In: Finance
1. If a firm uses just-in-time inventory system what effect is that likely to have on the number and location of suppliers? (200words)
2. Why might a firm keep a safety stock? What effect is it likely to have on carrying cost of inventory? (200words)
3. Why would a financial manager want to slow down disbursements? (200words)
Answer to Q#1 (First question in the list):
In inventory management system, there is a method called just in time (JIT) inventory method which refers to purchasing required inventory or materials or merchandise goods whenever it is needed instead of purchasing and holding inventory in advance. That is, inventory value will be always lower or even zero because materials are purchased for meeting out production requirement only. As a result, there will be zero ending inventories of materials or merchandise goods, as the case may be. It will help firm to save inventory carrying cost like warehouse rent, insurance on goods and warehouse, maintenance cost, etc.

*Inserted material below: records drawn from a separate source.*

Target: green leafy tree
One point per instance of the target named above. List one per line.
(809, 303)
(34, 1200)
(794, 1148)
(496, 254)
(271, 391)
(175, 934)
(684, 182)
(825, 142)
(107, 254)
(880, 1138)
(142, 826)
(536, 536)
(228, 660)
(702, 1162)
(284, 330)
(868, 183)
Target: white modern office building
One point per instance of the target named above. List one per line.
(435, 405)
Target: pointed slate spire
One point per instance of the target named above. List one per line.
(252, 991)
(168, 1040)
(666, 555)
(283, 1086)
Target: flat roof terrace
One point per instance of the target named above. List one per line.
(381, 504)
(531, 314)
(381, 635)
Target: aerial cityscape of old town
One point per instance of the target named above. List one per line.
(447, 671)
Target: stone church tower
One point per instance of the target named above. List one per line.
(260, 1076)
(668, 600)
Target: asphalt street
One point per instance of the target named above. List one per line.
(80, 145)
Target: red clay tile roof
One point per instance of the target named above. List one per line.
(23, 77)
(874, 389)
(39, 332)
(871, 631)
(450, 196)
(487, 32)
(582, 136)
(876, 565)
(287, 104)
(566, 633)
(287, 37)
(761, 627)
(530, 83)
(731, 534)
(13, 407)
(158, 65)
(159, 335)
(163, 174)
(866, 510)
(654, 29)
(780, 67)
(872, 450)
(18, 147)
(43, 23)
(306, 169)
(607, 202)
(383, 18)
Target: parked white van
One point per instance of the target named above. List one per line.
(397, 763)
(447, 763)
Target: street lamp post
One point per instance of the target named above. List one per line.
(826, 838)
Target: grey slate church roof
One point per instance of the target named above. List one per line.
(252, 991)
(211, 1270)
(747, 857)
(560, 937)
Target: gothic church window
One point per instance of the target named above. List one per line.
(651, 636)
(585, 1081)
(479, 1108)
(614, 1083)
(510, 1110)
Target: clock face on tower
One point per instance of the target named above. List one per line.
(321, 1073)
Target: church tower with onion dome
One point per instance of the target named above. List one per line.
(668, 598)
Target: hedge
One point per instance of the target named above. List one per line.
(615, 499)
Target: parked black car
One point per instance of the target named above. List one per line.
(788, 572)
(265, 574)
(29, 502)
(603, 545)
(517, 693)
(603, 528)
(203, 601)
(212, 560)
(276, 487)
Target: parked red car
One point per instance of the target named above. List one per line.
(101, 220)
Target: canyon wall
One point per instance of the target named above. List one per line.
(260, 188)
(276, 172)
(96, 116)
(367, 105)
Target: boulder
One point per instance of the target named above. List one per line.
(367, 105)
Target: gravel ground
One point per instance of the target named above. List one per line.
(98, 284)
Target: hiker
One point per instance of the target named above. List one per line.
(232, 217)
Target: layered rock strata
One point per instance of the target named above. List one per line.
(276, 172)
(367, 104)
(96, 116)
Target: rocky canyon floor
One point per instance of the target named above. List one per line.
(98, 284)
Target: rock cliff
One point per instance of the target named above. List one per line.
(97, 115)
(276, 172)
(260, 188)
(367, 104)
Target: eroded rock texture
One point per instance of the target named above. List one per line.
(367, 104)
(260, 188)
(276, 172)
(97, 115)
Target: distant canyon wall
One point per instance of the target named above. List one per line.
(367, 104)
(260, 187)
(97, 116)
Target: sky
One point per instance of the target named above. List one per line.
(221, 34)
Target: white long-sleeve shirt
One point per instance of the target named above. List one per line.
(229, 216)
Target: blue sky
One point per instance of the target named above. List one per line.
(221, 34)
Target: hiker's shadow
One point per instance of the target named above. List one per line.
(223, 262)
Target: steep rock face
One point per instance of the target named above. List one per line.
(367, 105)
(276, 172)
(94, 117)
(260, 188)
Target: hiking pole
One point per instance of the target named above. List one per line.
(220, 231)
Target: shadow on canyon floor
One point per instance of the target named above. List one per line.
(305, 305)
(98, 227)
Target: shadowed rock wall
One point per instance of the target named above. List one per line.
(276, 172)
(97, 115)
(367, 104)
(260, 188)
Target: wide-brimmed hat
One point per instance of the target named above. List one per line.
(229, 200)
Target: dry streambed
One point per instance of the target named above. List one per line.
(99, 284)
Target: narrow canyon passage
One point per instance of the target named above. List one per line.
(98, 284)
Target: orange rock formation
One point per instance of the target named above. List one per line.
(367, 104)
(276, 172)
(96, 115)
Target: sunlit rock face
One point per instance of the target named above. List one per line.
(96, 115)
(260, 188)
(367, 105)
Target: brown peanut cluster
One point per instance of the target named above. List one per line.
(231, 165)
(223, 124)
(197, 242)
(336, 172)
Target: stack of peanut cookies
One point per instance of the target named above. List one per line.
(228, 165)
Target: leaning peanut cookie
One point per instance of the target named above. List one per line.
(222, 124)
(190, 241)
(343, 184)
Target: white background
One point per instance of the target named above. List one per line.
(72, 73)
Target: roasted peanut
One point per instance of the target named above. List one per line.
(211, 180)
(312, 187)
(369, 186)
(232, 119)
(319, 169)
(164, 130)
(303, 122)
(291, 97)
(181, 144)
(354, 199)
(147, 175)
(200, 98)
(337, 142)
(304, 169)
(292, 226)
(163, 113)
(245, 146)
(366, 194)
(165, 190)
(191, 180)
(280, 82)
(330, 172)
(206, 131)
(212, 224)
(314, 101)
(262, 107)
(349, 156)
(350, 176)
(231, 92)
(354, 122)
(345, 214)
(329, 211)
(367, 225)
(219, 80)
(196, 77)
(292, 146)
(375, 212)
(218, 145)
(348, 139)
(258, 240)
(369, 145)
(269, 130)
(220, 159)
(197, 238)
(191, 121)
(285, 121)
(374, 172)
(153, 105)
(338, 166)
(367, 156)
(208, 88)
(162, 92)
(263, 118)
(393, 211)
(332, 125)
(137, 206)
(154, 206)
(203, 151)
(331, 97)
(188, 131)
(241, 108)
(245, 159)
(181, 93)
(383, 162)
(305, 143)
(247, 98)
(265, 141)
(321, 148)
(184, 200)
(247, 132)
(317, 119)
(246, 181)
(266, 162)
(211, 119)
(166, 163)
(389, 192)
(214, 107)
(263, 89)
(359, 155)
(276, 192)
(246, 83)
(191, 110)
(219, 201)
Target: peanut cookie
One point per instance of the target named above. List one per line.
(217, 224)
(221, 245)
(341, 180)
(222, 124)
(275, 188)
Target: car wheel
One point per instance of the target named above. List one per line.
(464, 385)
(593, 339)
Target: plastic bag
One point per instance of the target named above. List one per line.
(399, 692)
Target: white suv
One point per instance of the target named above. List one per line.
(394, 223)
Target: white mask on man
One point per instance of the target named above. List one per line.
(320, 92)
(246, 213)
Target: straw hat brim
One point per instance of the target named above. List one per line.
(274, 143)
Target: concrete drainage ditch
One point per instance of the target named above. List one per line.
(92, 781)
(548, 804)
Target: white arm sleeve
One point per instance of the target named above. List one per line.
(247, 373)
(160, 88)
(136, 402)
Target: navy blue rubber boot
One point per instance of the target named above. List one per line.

In order to implement and follow just in time inventory method effectively, suppliers must be located very close to firm’s production facility in case of manufacturing unit because firm can place order for materials as and when it is required easily on time.
Also, there will be fewer suppliers of materials concerned because firm can effectively choose best among the fewer group to make sure timely supply of materials at affordable cost as and when material requirement arises.
Therefore, if a firm uses just-in-time inventory system, number of suppliers shall be fewer and location of suppliers must be very close to manufacturer or place at which production process is carried out.